I do not design collector to diaphragm connections for omegafied forces, but there are others that do.






S&T -

http://www.re-tug.com

 

[Deker]

The upper bound diaphragm force was initially thought to result in diaphragms that behaved elastically or with limited inelasticity, but newer research suggests that the upper bound equation falls short of ensuring elastic response. You'll notice that the alternative diaphragm provisions of ASCE 7-16 12.10.3 no longer contain an upper bound diaphragm force. The upper bound limit is non-mandatory, so you're free to design for a larger force if you deem it appropriate. That may take the form of an "in-between" solution where you design for a force that's larger than 0.4S[sub]DS[/sub]IW[sub]px[/sub] but still results in a practical connection, as opposed to designing for Ω[sub]0[/sub]F[sub]px[/sub] with an impractical connection.

I second reading through the thread that S&T linked. In general I recommend designing diaphragm to collector connections for overstrength, but at the very least you should consider the available ductility of the connections to determine whether omitting the overstrength factor is appropriate.

To add to S&T's comment about transfer diaphragms, keep in mind that transfer forces need to be considered concurrently with diaphragm intertial forces, so you can't choose to design for the worst-case of one vs the other. You may have two different analytical models to parse out transfer and intertial forces, but the results of those analyses need to be superimposed with the appropriate load factors for diaphragm and collector design.

 

[sticksandtriangles]

keep in mind that transfer forces need to be considered concurrently with diaphragm intertial forces

This might be the concept that has been missing from my design ideology for transfer diaphragms and what e95kwon was referencing with this image

Do you have a reference for transfer forces and diaphragm forces being considered concurrently?
My mind assumed that the max ELF xfer forces would not be concurrent with max inertial diaphragm forces.

 

[Deker]

A reference stating that it's required, or a reference showing how to perform the analysis? It's true that the ELF force distribution doesn't necessarily occur at the same time as the peak diaphragm response at a given level, but there's no way to account for that in an ELF based design. When a transfer diaphragm experiences its max inertial response it also clearly experiences some level of transfer force from the VLFRS above. See the code snip below that requires the two load cases to be considered concurrently. If you felt that was too conservative, you could perform a nonlinear time history analysis (which is obviously way beyond what you would do for a standard building).

When combined, the load combinations for collectors take the following form:

1. Ω[sub]0[/sub]F[sub]x[/sub] + MIN( Ω[sub]0[/sub]F[sub]px[/sub], 0.4S[sub]DS[/sub]IW[sub]px[/sub])
2. ρF[sub]x[/sub] + 0.2S[sub]DS[/sub]IW[sub]px[/sub]

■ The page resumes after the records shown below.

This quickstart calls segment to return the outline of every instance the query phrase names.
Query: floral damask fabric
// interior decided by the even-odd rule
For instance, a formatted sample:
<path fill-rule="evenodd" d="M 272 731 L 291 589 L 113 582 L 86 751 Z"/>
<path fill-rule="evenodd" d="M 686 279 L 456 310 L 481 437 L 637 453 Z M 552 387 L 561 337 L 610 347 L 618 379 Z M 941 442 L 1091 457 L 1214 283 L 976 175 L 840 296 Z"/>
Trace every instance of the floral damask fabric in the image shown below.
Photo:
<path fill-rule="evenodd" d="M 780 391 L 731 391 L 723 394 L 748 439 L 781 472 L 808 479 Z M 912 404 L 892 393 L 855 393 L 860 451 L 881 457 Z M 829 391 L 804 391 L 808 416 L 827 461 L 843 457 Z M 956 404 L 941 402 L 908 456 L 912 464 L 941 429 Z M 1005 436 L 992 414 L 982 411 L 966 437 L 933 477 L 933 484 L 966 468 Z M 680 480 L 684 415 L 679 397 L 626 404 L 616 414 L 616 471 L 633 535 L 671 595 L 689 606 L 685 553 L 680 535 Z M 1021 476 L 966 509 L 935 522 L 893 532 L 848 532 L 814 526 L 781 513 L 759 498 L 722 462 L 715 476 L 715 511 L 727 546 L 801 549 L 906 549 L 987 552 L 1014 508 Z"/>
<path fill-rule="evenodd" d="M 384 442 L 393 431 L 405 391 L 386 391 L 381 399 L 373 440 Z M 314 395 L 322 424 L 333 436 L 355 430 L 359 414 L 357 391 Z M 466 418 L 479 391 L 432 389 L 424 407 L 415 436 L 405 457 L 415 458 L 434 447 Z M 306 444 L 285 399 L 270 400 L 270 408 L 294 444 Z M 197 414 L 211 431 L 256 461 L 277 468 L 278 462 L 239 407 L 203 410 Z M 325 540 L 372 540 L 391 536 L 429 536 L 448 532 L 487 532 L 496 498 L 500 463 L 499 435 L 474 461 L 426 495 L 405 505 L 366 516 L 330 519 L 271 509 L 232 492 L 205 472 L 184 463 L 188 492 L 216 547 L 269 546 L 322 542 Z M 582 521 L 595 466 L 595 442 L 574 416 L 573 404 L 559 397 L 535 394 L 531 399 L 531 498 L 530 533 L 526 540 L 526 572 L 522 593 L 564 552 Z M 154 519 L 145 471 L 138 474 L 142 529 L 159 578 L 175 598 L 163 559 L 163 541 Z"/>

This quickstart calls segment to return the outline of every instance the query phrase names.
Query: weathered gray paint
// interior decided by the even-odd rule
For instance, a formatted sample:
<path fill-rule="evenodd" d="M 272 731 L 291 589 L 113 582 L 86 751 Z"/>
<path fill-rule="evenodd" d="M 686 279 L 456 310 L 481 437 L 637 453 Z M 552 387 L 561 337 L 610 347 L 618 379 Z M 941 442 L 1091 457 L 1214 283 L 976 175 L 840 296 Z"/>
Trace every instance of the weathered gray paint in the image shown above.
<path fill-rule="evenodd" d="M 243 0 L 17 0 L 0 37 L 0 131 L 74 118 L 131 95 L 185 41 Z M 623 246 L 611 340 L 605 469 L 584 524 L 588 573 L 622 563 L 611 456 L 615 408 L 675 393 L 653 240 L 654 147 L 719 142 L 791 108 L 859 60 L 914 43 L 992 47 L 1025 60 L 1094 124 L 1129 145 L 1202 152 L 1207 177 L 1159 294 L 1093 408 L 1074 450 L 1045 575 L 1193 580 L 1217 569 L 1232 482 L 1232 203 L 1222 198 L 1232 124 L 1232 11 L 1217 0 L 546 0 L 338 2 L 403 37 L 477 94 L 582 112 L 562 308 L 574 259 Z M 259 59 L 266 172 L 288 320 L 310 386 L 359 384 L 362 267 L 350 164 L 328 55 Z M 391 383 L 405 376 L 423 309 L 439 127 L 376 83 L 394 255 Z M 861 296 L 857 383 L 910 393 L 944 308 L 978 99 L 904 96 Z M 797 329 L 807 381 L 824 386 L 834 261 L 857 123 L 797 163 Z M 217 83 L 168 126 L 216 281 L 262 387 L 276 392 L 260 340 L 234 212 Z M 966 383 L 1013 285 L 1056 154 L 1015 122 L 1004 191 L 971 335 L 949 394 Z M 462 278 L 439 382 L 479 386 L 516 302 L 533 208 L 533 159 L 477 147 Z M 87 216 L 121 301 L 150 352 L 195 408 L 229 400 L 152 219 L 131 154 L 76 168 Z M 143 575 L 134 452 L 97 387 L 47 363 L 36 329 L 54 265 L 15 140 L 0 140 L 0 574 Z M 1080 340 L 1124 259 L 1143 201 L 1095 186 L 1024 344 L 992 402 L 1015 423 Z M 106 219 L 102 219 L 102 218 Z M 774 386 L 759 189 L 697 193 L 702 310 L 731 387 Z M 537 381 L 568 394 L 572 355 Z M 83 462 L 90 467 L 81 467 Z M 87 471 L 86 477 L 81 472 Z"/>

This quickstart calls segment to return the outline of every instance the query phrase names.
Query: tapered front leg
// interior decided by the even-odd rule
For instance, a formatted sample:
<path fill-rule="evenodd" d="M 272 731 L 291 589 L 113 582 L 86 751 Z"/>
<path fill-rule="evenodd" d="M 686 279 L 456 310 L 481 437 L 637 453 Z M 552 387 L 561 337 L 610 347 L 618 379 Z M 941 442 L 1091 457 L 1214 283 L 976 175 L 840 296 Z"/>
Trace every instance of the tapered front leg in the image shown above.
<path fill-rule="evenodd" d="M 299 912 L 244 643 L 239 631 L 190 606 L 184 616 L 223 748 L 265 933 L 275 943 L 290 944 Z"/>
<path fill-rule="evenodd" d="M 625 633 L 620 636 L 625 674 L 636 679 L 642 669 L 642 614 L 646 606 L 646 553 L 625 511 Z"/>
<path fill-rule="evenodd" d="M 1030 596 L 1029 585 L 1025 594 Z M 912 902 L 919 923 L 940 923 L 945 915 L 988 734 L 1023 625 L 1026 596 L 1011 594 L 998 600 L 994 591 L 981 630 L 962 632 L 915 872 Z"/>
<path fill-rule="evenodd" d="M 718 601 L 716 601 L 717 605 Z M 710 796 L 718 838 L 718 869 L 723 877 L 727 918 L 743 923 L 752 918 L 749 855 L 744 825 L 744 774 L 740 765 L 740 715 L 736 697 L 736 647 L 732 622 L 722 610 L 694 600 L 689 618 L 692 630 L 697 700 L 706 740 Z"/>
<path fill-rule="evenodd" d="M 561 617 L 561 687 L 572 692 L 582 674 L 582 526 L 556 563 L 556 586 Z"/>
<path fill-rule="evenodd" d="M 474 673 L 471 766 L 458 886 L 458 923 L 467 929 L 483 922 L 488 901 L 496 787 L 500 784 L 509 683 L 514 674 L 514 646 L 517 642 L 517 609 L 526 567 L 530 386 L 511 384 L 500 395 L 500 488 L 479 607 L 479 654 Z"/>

For design of the diaphragm itself, you would drop the overstrength factor from F[sub]px[/sub]. Some would also drop it from F[sub]x[/sub], and the code does seem to support this for structures that do not have a Type 4 Horizontal Irregularity, but I choose to keep it in. See this thread for more discussion on that: Link.

 

[sticksandtriangles]

Thanks Deker, I glazed over the "shall be increased by overstrength before being added to the diaphragm inertial forces". That's very clear.

S&T -

http://www.re-tug.com

 

[ChiEngr]

S&T,

This is a one story building. It is around 100 years old and the owner wants to build an addition to the east. Therefore, the proposal is to demolish the existing east wall and replace with steel framing and a new concrete shear wall.

I do not have substantial experience with seismic design, but my Fpx is less than my Fx (123.1 kips vs 106 kips). The existing building has a very low R and its roof consists of hollowcore plank, so it is much heavier than conventional roof structures. For one story buildings, would you expect Fpx to exceed Fx?

 

[ChiEngr]

Also, for what it's worth, the building does not have any irregularities. I believe that would mean that I would not have to worry about amplifying the transfer forces by the overstrength factor in the case that I had a transfer diaphragm.